Behind the Scenes Psychology
A, S. & Ms are effective because of the psychology behind them---they paint a word-picture that surpasses the logical and the intellectual grid we all have and targets the emotions that a great picture can touch. It's like the perfect snapshot. To put it another way, they prompt an immediate and permeating response inside us that happens long before we start to reason it out and decide whether that word-picture truly makes sense and is totally reasonable. It produces an effect before we intellectually determine whether it validates itself.
Now, how would you apply this, for example, to a recent government situation I encountered. Industry leaders were complaining that a particular government agency was using its power to do pay-backs to political enemies (in the industry) while concurrently allowing more obvious violations and potential fraud to go unchecked.
Try this one on (and apologies if you haven't seen one of my favorite cult classics---Airplane). "This department is operating a lot like the security checkpoint in the movie Airplane. The shuffling, dottering granny is slammed up against the wall for a rude, forceful search while terrorists with AK-47s, submachine guns, and full clips are allowed to pass through unchecked."
We can all intellectually argue whether or not the comparison is true. We can debate the merits for weeks. But that is not the effect this gives.

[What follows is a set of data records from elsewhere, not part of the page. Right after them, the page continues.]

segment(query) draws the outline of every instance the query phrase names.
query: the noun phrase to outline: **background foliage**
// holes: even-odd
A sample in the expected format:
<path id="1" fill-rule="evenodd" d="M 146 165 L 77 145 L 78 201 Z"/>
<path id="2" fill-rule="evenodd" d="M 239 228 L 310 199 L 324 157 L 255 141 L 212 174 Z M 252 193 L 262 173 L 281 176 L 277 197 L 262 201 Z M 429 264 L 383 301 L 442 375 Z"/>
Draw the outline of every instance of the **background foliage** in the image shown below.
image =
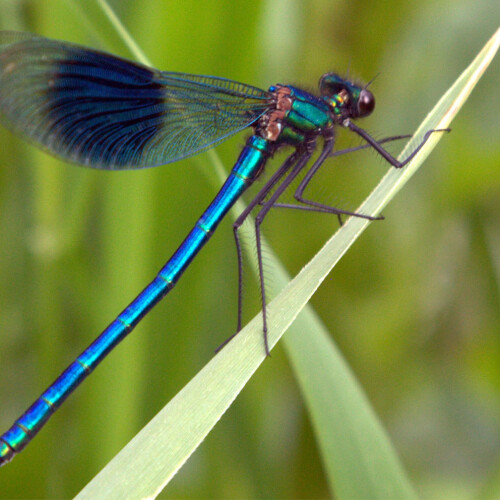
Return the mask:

If you have seen the movie, you immediately recall the scene. The memorable picture plants itself so deeply in your mind that you really don't care if the comparison is true or not. It is too vivid to be supplanted by mere debate and reasoning. It has vaulted completely over your intellectual grid and "branded" itself, almost satirically, in your mind. It's a real challenge, next to impossible, to craft a comeback for that one.

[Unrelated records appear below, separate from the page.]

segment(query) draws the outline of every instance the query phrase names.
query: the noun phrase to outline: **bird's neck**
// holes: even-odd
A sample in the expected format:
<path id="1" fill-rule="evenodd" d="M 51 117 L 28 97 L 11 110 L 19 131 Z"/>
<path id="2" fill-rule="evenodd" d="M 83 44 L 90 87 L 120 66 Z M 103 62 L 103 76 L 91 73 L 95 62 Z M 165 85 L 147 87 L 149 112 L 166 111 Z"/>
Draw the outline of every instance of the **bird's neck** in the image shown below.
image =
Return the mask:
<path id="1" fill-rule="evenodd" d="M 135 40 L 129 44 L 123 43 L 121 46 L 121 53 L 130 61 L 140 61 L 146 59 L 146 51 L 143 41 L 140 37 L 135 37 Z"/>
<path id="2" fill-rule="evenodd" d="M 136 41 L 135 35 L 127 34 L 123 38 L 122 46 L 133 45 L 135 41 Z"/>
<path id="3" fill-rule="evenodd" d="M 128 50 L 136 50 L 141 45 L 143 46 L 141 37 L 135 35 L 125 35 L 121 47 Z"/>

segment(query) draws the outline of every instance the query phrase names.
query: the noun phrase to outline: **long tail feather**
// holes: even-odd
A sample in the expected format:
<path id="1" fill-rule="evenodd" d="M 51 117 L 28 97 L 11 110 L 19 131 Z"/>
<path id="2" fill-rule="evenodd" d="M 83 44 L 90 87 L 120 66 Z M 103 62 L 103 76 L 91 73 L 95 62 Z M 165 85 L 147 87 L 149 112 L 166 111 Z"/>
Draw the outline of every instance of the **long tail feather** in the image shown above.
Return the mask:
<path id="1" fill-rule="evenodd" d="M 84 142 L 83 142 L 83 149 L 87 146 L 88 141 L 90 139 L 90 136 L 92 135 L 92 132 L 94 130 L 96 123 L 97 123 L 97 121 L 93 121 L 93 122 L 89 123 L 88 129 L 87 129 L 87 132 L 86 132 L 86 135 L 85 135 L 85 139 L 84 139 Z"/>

It's Hard to Un-Ring the Bell
One more example from the past. We covered the presidential campaign of Gary Hart back in my reporter days. I sat through enough speeches to almost memorize them. I could lip sync many of the lines. To his credit, Hart actually did have some very revolutionary and enterprising ideas that were worthy of at least consideration and debate, but political rally speeches were never the format to fully explain them. (He did have that chance in what he termed "chalk talks" with smaller groups occasionally, but they never made national news). In one of the debates, Walter Mondale used a comparison that fully exploited the A, S, & M theory.
His intent was to discredit Hart's "ideas" that were one of his major campaign planks. I don't recall the word-for-word quote, but it went something like this: "When I hear all this talk about your "ideas" it reminds me of the fast food commercial (in which actress Clara Peller slammed her fist down and yelled) Where's the beef?"
It put the audience in stitches and negated almost everything that was said afterward. In all fairness, it was not, intellectually, a valid point, but that line alone literally neutralized that campaign plank by itself. And by the way, it was one of the most remembered and effective lines of the campaign. Shouldn't have been, but it stuck.
Takeaway point: If you are in a difficult argument, or debate and want to disarm the opposition, brainstorm with your team to come up with analogies, similes or metaphors that are so effective, there is little comeback. For better or worse, you will find them extraordinarily potent.